While cynical political leaders were exploiting religion to hijack media headlines, however, a little noticed event in Washington, DC presented a much different representation of Islam – one that would be far more familiar to the billions of Muslims across the world who registered their offense through reasoned outreach and quiet prayer, and serves as a much more informative introduction to the Islamic tradition prevalent in countries like Pakistan. Over the weekend, the Smithsonian Institution hosted Sufism at the Smithsonian: Searching fro the Divine through the Arts, a two-day symposium on Sufism and Sufi-inspired arts.
Pakistan’s Ambassador to the US, Sherry Rehman, spoke at the event on Saturday, explaining that,
Over the past decade, the emergence of ideological terrorism and its narrative of hate has cast a long and dark shadow on the picture of Islam as it has been practiced for centuries, as it is still practiced today. This tiny percentage has virtually hijacked the religion of Islam and distorted it as a religion of exclusivity and violence. In fact, allow me to say, that those who dominate international media discourse have strayed far from the teachings of Sufi masters who were the votaries of love, from the “maktab i ishq” or school of love; aligning themselves with an increasingly apocalyptic creed that promotes exclusion of all those who disagree with their narrow interpretation of faith.
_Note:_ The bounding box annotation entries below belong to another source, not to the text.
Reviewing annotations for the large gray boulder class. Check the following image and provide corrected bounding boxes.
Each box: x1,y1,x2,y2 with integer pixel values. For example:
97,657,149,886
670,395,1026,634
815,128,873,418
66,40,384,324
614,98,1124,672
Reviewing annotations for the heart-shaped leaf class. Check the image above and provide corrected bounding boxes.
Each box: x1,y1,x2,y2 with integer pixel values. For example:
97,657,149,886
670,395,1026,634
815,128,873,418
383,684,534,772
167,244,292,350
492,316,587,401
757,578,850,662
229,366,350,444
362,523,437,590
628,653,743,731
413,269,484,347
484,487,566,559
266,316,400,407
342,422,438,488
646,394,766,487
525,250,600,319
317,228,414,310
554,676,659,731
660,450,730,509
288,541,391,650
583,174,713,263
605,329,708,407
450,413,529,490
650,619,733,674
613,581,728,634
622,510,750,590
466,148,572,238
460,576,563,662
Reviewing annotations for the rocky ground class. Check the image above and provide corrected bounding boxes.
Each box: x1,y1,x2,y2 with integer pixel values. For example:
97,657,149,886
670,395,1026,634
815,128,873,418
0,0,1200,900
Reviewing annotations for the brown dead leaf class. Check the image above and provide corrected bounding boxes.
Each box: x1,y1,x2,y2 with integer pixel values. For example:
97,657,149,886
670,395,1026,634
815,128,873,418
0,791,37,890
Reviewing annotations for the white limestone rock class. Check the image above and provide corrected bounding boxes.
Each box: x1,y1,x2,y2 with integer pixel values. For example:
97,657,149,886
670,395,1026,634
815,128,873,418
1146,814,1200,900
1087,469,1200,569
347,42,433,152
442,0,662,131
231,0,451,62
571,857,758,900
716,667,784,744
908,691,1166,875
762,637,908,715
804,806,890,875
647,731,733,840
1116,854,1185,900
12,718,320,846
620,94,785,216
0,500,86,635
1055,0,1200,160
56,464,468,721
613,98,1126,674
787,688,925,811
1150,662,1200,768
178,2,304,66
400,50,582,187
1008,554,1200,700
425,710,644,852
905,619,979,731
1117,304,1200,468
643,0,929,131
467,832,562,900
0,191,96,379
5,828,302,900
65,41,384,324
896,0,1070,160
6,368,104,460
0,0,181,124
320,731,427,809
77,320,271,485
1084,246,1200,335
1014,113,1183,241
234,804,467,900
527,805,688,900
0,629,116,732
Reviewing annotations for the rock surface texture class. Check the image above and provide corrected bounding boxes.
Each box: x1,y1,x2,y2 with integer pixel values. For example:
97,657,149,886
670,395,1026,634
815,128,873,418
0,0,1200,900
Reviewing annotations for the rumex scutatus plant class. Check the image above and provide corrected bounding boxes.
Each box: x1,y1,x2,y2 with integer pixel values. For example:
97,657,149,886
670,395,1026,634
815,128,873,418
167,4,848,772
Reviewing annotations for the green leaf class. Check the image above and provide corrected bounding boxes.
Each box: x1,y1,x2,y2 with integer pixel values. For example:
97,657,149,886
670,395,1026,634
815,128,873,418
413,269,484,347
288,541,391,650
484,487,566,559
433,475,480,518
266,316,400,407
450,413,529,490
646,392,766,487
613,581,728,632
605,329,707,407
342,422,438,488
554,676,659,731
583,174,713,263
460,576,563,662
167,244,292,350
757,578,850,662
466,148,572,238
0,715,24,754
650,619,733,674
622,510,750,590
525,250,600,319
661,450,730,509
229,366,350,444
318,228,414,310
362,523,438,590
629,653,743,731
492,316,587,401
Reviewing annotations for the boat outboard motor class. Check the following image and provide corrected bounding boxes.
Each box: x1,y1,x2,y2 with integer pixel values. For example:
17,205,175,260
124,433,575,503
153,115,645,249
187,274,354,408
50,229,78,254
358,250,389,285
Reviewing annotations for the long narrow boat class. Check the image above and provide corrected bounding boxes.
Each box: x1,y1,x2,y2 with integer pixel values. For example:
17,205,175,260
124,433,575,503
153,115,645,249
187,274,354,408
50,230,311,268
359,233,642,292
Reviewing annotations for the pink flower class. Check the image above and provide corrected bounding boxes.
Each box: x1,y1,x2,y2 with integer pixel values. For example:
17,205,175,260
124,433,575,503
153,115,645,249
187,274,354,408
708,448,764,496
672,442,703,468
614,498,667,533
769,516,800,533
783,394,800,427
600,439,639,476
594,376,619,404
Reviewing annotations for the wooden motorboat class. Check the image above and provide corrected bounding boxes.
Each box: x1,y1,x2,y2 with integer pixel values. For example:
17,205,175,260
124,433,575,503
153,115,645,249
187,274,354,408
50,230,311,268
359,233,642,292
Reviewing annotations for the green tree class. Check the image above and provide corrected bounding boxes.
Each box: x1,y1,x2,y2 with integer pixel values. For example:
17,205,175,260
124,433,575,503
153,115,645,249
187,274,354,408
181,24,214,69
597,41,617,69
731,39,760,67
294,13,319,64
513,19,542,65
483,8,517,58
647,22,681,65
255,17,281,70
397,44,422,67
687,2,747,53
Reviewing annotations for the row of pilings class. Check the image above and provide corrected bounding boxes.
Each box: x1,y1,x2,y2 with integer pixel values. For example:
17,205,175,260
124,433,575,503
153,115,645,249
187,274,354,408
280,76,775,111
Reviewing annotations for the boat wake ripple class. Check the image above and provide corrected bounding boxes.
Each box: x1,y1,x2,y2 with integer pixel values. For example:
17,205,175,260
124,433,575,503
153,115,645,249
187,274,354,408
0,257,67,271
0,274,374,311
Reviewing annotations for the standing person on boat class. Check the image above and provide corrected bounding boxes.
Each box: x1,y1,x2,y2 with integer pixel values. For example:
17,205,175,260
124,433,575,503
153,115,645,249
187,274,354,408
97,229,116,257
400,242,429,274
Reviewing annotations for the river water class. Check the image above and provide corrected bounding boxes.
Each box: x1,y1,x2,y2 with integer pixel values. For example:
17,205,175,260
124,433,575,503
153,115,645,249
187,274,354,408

Let there be no mistake that the essence of Islam advocates peace above all else.
Pakistani analyst Najam Sethi contends that last week’s violent protests were not a spontaneous and popular uprising, but a media event carefully orchestrated by radical political groups who seek to overshadow “the point of view of an overwhelming majority of Pakistanis who are tolerant and moderate and want to reflect such values to the global village with which they wish to trade and integrate, for whom jobs, education and upward mobility are worthy ambitions.” That point of view was eloquently stated by Ambassador Rehman on Saturday night. It’s too bad more media wasn’t there to cover it.